The importance of the case revolves around what exactly the officer did. Generally, retaliation claims require (1) protected speech or activity, (2) materially adverse action, and (3) a causal connection between the two. The problem for the petitioner in this case is that he did not actually engage in any protected activity – the officer admitted that he was not making a political statement and was only picking up a box for his mom.
The Supreme Court held that it is no longer required that a person actually engage in protected activity if they are perceived to be doing so; that it was the employer’s reason for the materially adverse action rather than the employee’s conduct that matters. Justice’s Breyer’s majority opinion put’s it like this:
When an employer demotes an employee out of a desire to prevent the employee from engaging in political activity that the First Amendment protects, the employee is entitled to challenge that unlawful action under the First Amendment and 42 U. S. C. §1983—even if, as here, the employer makes a factual mistake about the employee’s behavior.
In other words, if an employee is retaliated against for a protected activity, even if the employee didn’t actually do what they were believed to have done, it will still be considered illegal retaliation.

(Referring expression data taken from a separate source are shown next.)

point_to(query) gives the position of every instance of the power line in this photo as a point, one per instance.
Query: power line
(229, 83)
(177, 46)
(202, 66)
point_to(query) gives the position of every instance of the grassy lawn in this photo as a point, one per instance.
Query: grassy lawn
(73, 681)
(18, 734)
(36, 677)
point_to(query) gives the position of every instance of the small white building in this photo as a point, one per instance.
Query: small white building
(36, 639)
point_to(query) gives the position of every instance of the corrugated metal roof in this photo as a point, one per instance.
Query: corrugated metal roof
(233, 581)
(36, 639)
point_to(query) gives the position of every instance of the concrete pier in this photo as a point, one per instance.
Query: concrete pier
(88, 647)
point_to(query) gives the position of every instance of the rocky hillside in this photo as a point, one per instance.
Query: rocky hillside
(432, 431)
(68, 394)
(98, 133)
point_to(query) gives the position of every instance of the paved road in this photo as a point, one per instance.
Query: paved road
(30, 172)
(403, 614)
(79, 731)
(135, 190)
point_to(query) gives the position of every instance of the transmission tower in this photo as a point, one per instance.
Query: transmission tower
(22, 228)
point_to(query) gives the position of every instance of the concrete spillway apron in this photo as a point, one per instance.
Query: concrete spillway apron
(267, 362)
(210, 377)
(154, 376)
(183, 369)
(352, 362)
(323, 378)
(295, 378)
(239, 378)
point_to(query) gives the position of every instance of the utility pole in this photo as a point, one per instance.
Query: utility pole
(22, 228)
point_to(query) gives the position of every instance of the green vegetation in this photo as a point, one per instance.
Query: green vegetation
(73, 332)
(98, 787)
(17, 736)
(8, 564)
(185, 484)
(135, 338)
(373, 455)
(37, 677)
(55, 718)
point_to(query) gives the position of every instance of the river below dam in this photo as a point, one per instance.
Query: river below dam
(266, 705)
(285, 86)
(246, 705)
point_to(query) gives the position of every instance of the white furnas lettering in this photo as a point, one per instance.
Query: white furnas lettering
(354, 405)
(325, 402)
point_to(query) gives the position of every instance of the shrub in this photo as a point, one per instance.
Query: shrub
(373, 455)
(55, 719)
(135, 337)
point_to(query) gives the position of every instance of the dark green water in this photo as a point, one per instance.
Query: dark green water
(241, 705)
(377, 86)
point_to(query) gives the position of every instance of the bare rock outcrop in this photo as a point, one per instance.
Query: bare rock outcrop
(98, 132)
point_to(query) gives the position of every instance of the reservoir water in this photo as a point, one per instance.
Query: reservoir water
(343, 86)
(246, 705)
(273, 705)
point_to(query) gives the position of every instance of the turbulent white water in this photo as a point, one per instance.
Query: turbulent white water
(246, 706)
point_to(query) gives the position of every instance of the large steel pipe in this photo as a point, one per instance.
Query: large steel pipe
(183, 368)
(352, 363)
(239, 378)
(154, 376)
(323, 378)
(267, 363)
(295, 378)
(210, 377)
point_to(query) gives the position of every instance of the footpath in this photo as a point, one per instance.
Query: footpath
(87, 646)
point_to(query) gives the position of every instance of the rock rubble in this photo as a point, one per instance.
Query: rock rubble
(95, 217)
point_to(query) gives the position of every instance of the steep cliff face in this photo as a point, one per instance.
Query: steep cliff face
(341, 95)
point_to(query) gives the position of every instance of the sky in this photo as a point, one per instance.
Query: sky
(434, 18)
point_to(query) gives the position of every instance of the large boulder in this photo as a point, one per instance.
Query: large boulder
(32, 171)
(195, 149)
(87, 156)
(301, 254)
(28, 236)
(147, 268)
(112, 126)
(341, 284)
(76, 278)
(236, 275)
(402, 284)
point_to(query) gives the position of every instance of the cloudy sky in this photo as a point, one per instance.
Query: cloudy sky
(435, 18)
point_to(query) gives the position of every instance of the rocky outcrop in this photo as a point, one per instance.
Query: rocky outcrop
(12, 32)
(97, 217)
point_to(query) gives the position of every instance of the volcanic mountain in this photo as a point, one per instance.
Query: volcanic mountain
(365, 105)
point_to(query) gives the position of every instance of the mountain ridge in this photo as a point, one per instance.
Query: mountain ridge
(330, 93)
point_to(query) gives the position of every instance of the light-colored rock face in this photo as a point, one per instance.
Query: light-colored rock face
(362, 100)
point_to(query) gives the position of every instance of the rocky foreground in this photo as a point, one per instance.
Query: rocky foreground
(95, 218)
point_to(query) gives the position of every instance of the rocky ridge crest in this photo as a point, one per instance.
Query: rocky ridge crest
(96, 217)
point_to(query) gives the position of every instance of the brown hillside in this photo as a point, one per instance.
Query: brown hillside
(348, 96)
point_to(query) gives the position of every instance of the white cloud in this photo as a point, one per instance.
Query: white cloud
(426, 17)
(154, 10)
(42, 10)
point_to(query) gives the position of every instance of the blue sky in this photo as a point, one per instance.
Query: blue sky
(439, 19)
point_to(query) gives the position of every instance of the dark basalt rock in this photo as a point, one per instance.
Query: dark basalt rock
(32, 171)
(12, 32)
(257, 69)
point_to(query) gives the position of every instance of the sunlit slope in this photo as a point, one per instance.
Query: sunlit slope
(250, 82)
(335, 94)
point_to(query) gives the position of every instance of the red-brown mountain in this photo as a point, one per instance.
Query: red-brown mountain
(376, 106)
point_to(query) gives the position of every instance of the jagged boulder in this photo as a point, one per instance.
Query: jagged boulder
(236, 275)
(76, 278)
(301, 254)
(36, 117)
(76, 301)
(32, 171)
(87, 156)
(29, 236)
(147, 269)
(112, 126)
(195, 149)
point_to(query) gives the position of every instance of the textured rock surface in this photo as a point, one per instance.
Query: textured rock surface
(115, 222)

The case will have an impact on potential retaliation claims before the CHRO. It is illegal under the Connecticut Fair Employment Practices Act (CFEPA) to retaliate against any person because he or she has opposed any discriminatory employment or housing practice. For example, if an employee files a complaint with a supervisor alleging that he or she is being discriminated against then it is illegal for the employer to terminate that employee for filing the complaint. Following the Supreme Court’s ruling in Heffernan, a retaliation claim could be made alleging an employer made an adverse employment decision against an employee for opposing discrimination even if the employer is mistaken about the employee ever having done so.